As for Denby's approval of Luc Jacquet's March of the Penguins, I myself dislike anthropomorphic readings of nature films. [I also don't like people's relationships to their pets. But that is because I live near
Frick Park, and if I try to take a little run or walk after a day of work people's leash-less dogs come up to me and sniff my crotch. And the people yell to the dog, and I want to scream at them, your dog does not understand language! At least not at this moment . . . Besides, no matter how much these people identify with or overfeed their pets, the dogs will always be faster than them and able to approach my crotch without restraint, unless they wear a leash, as obligated by law. But these people are too lazy to walk the extra few yards to the enclosed leash free area. I used to think communities were nice, but there is a community consensus that people with dogs can use the park in this way and I find it intimidating. Enough.] Back to polar love. Again, Denby praises the film's warm fuzzy moments, and identifies with the romance of the birds as he places himself right in the middle of the romantic drama, when the penguins,
"find a partner, they stand with heads bowed before each other in what appears to be silent adoration. If we are moved, are we experiencing what they are feeling or what we are feeling?" (103)
Awwwww . . . .
On another rant, am I the only person in the world who found the last blockbuster French bird doc, Jacques Perrin's Winged Migration to be nationalistic? What with the birds dying in post-Soviet industrial waste, or mowed down by tractors in the US and then finding timeless bird paradise in the French countryside, where a little boy in peasant dress and a HUGE GOLD CROSS SPARKLING IN THE SUN runs through an idyllic meadow?
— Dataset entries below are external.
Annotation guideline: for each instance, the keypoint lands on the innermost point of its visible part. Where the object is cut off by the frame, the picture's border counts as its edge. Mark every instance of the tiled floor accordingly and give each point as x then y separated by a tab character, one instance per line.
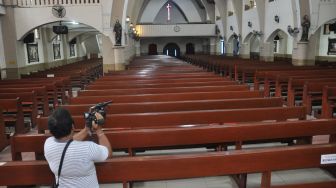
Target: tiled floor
279	177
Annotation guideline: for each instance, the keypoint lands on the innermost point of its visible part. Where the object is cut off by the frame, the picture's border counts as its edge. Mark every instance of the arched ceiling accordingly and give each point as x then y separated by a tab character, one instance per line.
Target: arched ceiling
193	10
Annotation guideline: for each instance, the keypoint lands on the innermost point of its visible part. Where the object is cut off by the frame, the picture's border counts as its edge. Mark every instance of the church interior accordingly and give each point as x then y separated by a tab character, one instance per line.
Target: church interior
201	93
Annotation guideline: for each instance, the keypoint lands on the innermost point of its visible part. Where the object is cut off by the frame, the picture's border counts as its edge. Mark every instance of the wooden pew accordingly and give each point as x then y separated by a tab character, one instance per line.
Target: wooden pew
167	97
312	91
62	84
119	108
29	103
166	90
3	137
328	104
148	77
285	82
41	94
195	136
295	87
150	168
50	87
13	114
109	85
100	81
164	119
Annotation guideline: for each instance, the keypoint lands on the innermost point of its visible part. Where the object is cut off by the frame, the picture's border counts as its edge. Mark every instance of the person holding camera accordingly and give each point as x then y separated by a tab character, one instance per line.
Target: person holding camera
71	158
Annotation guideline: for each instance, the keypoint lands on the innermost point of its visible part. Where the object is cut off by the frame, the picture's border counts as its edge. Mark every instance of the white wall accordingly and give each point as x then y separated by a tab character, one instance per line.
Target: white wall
2	51
255	44
91	45
231	21
170	30
154	6
281	8
161	42
323	47
176	16
252	16
90	15
321	12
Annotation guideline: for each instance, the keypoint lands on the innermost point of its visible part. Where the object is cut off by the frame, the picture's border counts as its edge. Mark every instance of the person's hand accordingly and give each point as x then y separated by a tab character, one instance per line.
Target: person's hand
95	126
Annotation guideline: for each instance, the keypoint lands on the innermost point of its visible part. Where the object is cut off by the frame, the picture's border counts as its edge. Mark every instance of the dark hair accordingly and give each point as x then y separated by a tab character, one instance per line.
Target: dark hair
60	123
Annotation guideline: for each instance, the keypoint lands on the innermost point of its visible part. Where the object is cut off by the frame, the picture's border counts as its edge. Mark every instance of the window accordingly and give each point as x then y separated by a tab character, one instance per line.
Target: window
253	4
222	47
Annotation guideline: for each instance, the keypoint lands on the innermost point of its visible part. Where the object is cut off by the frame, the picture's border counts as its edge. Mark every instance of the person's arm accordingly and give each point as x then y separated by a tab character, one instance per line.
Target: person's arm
81	135
102	140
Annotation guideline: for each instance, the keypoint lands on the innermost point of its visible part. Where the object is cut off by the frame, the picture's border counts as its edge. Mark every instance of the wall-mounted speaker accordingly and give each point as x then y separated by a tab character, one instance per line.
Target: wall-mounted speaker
29	38
73	41
60	29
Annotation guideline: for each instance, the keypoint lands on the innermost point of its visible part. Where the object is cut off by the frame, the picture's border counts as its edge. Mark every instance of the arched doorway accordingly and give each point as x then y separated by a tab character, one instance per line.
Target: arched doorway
190	48
152	49
172	49
278	41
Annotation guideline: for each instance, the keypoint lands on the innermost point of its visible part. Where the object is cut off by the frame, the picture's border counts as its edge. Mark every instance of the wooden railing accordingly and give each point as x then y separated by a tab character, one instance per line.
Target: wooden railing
34	3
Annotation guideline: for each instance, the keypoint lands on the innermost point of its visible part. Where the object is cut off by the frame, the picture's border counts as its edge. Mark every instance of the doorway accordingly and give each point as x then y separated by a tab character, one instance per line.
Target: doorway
152	49
172	49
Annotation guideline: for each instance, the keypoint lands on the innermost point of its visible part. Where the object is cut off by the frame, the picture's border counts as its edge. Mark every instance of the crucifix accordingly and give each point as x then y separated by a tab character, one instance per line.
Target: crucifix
168	8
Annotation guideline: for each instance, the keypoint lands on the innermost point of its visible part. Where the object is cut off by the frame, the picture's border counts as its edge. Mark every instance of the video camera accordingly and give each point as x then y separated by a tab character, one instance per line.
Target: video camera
90	116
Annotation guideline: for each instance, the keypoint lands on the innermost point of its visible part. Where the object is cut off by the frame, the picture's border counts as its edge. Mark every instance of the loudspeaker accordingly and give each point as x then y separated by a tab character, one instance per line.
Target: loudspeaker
73	41
61	29
29	38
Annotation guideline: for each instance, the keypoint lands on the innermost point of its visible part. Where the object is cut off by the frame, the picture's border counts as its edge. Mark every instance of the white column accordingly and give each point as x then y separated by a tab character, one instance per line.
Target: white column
213	46
108	54
137	48
244	51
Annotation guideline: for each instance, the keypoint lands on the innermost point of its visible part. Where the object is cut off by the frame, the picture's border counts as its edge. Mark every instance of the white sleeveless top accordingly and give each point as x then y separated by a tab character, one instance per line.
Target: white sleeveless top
78	166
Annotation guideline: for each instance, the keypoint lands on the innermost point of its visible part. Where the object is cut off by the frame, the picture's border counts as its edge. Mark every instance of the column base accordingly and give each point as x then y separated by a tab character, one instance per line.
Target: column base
10	73
267	58
303	62
244	56
113	67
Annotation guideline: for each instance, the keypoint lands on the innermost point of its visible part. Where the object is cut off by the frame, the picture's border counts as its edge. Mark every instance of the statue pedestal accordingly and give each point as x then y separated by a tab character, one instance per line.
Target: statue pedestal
301	55
119	59
113	56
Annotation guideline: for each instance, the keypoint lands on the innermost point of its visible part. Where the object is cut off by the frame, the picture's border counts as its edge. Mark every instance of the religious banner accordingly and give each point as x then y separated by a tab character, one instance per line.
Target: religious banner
168	8
57	51
32	52
72	50
332	47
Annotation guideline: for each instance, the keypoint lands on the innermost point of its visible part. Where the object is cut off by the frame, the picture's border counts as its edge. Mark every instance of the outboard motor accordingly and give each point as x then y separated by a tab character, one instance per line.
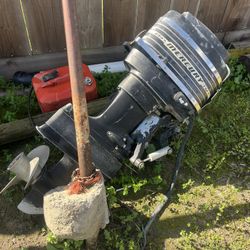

Finally, Red Eye, directed by Wes Craven. I think I'll try to see this. I love movies that place in very enclosed spaces. And I love scary movies and these categories overlap quite a bit to create my very favorite movies.
Note the irony. If you click on my
Frick Park link, after a long intro, you will see the quote, "Parks are the most Democratic spaces in society." Mob rule is more like!!!